Bayıldığı zaman bilinci yerinde olmasa bile tüm bunların bir kâbus olduğuna dair bir rüya olduğunu düşünmek istedi. Uyandığında kendisini son zamanlarda kaldığı odada bulmak ve koşa koşa Seungcheol’ün kollarına sığınmak istiyordu. 

Ancak uyandığında işler daha farklıydı. Kendini tekrar çarmıhta bulmamıştı ancak en baştaki zincirlendiği yere dönmüştü. Üstelik Seungcheol de ortalıklarda yoktu. Çoktan ona bir şey olduğu düşüncesi içini kurt gibi kemirmeye başladı. 

“Sangwoo!”

Gelmesi ve ona yaşadığına dair bir şeyler demesi için oturduğu yerde deli gibi kıpırdanıyordu. 

“Sangwoo! Seni piç!”

Sangwoo gülümseyerek yanı başına kadar geldi. 

“Beni bu kadar çabuk mu özledin?”

Jeonghan gerçekten şimdiye kadar nasıl onu öldürmemeye çalışmamıştı aklı almıyordu. Bunu deneyebileceği o kadar fırsatı olmuştu ki şimdiye kadar sadece ona karşı büyük bir korku yaşayarak geçirmişti. 

“Seungcheol nerede? Ne yaptın ona!”

Adını andığı anda Sangwoo’nun mutlu yüzü tamamen düştü. Ciddileşti ve tüm mizahı tavrını kenara bıraktı. 

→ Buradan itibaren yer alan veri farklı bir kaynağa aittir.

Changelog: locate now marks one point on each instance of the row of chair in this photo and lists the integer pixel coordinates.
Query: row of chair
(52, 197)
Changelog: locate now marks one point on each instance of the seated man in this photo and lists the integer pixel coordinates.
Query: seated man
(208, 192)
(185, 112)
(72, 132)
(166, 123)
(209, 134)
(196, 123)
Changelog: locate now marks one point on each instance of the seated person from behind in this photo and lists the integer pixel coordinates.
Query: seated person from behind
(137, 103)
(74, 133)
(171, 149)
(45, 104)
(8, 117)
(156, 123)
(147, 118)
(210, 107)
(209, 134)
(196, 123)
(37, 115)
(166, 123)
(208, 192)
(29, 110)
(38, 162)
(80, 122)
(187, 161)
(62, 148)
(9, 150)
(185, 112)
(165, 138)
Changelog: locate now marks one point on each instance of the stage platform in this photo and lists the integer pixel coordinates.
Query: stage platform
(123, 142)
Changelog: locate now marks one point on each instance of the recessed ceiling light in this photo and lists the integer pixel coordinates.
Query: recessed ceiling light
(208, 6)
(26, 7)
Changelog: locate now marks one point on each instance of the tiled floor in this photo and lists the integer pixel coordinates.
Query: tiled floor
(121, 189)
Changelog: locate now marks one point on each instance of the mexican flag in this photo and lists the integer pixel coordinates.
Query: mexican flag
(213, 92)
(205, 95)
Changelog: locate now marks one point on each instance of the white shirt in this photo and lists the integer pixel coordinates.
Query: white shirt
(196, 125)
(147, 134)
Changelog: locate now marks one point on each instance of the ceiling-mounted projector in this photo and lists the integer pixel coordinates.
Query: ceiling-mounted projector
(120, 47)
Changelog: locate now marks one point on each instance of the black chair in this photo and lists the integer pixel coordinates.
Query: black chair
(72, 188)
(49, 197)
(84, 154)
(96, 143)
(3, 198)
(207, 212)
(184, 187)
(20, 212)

“Onu bu kadar mı önemsiyorsun? Benden daha mı değerli?”

Jeonghan halen ısrarla bu soruyu nasıl sorabilir aklı almıyordu. Ona nasıl değer verebileceğini düşünürdü? 

“Sen mi? Dünyadaki herhangi biri bile senden daha değerli benim için.”

Sangwoo’nun elini çenesini hissettiğinde tüm yüzünde hissetti. Bu o kadar acı verici bir şeydi ki iki eliyle onun eline yapıştı. Sangwoo diğer eliyle kendi elleriyle yaktığı yere bastırdı. Jeonghan güç bela çırpındı. 

“Dilinin ağzının içinde kalmasını istiyorsan dediklerine dikkat etsen iyi olur.”

Jeonghan göğsündeki elinden kurtulmak için geriye çekilmeye çalıştı. Sangwoo hıncını almış olmalı ki bıraktı.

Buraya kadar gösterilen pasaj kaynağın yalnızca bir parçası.